He observado que últimamente, cuando llega la hora del telediario, mi padre apaga el televisor. Es raro, porque la hora del "parte" tuvo siempre en mi casa, como en la de tanta gente, categoría de ritual del silencio. Pero, como digo, de un tiempo a esta parte, mi padre, al llegar los telediarios, apaga la tele. Lo hace discretamente, sin maldecir, sin cagarse en los muertos de unos y de otros, como exigen los cánones del español cabreado, sólo toma el mando, pulsa el botón rojo, y se acabó lo que se daba.

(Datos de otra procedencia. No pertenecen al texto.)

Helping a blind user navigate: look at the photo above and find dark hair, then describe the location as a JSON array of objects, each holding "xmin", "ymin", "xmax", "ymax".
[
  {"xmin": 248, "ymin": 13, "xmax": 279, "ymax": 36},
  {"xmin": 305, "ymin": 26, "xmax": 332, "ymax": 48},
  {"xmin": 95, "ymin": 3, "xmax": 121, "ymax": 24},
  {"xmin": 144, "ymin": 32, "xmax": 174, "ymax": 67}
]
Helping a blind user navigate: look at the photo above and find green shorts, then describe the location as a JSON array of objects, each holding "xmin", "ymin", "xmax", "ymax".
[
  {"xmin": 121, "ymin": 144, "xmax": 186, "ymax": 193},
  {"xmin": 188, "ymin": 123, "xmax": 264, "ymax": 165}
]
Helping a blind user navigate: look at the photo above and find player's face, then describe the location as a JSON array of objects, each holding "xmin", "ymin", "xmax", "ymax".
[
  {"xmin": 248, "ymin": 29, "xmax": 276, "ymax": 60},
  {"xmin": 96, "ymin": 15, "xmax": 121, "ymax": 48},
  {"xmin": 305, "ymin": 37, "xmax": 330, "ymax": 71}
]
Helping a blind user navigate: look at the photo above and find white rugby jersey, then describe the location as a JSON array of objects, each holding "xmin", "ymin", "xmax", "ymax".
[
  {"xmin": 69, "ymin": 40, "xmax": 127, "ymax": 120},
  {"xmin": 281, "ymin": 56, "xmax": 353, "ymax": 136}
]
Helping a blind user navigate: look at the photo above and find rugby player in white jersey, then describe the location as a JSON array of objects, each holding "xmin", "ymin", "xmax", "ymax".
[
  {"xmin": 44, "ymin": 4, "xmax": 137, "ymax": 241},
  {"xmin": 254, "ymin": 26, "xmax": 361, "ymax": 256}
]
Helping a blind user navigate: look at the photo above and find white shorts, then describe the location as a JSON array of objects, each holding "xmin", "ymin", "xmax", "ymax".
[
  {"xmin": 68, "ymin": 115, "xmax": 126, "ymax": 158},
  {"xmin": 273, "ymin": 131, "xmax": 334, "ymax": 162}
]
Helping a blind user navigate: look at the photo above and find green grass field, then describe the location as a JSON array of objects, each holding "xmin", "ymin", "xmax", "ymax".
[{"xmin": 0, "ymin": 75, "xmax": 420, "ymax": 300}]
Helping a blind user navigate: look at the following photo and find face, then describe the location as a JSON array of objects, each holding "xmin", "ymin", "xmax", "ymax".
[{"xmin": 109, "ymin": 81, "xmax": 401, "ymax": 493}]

Es un gesto de una resignación tan sin vuelta atrás que me ha dejado cavilando.
Gente que sabe del asunto me dice que no es tan raro, que cada vez son más los que huyen de los informativos, de la radio y de la prensa escrita. Que, cansados de escuchar historias de rufianes, de los despropósitos de la justicia, aburridos de que su voto conduzca siempre a un idéntico resultado, no les queda sino el amotinamiento del botón rojo, que es una forma particular y casera de decir "iros a la mierda".
Tiene su sentido. Me pongo en el pellejo de mi padre, por ejemplo, que después de pasar treinta años alternando dos trabajos siete días a la semana, pagando impuestos hasta por respirar, que ni siquiera tuvo la oportunidad de aprender el significado de la palabra desfalco, que jamás ha corrido el riesgo de morir ahogado en un crucero de lujo, y debe ser irritante escuchar que los responsables de llevar el barco del Estado a la actual ruina se jubilan de rositas y con una pensión vitalicia cien veces superior a la suya. Abandonan el barco como ratas, en el salvavidas de una cartilla repleta de euros y con la humorada de que lo suyo no es delito ni huida, sino que cayeron en una barca de salvamento que pasaba por allí.
¿Es o no es para pulsar el botón rojo?